Laura had a moment of doubt as to whether she should take Li Po with her or leave her resting comfortably in her bed, surrounded by pillows. She saw her so happy, so pleased in her old bed … She went back over her memories again, the living room, the dining room, the silver rings …
“Rest, Li Po, sleep, live happily ever after. I’ll take care of you forever.”

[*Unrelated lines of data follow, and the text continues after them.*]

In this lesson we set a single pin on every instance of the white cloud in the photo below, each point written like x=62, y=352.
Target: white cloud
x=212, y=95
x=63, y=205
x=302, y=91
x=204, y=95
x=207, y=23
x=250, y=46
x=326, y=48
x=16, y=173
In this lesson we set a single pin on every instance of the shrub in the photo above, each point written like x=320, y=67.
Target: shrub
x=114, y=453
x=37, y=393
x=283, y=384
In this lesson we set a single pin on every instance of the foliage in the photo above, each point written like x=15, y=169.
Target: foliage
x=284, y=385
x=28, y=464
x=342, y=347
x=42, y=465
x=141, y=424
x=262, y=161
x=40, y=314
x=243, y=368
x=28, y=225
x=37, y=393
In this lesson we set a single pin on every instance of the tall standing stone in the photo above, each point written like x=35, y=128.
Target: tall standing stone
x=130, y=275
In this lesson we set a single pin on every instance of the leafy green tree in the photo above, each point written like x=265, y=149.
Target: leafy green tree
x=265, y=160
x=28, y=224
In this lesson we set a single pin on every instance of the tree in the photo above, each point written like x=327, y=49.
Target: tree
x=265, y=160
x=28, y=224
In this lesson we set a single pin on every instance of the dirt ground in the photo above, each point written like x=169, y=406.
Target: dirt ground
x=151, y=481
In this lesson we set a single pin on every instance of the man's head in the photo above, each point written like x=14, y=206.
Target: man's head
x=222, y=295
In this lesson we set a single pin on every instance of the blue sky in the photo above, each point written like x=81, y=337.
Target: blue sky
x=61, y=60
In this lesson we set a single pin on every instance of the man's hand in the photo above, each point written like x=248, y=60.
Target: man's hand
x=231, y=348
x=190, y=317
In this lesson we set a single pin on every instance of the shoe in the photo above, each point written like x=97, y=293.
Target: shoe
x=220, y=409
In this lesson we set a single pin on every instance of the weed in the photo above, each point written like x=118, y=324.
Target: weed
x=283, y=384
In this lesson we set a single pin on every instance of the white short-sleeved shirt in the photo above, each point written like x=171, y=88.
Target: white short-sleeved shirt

In the patio, Laura took a long look at the young caretaker, as if she’d known him forever. Then she went out onto the estate, told herself that no matter how big it might be it would always be the poor patch of earth we all finally have forever, after our season on earth. But this May afternoon, she was ever more thankful for the symmetry of the araucaria, which in the flowering of each branch immediately engendered its double, am I going to reproduce myself that way, will I be another Laura Díaz, a second Laura Díaz, not in myself but in my ancestors and descendants, in the people I come from and the people I leave in the world, the people toward whom I’m going and the people I leave behind, the whole world will be like an araucaria that grows a double in each of its flowers, that is not destroyed by storms, that is protected from the lightning by the lightning of its yellow flowers, the marvelous tree that can withstand both hurricanes and droughts?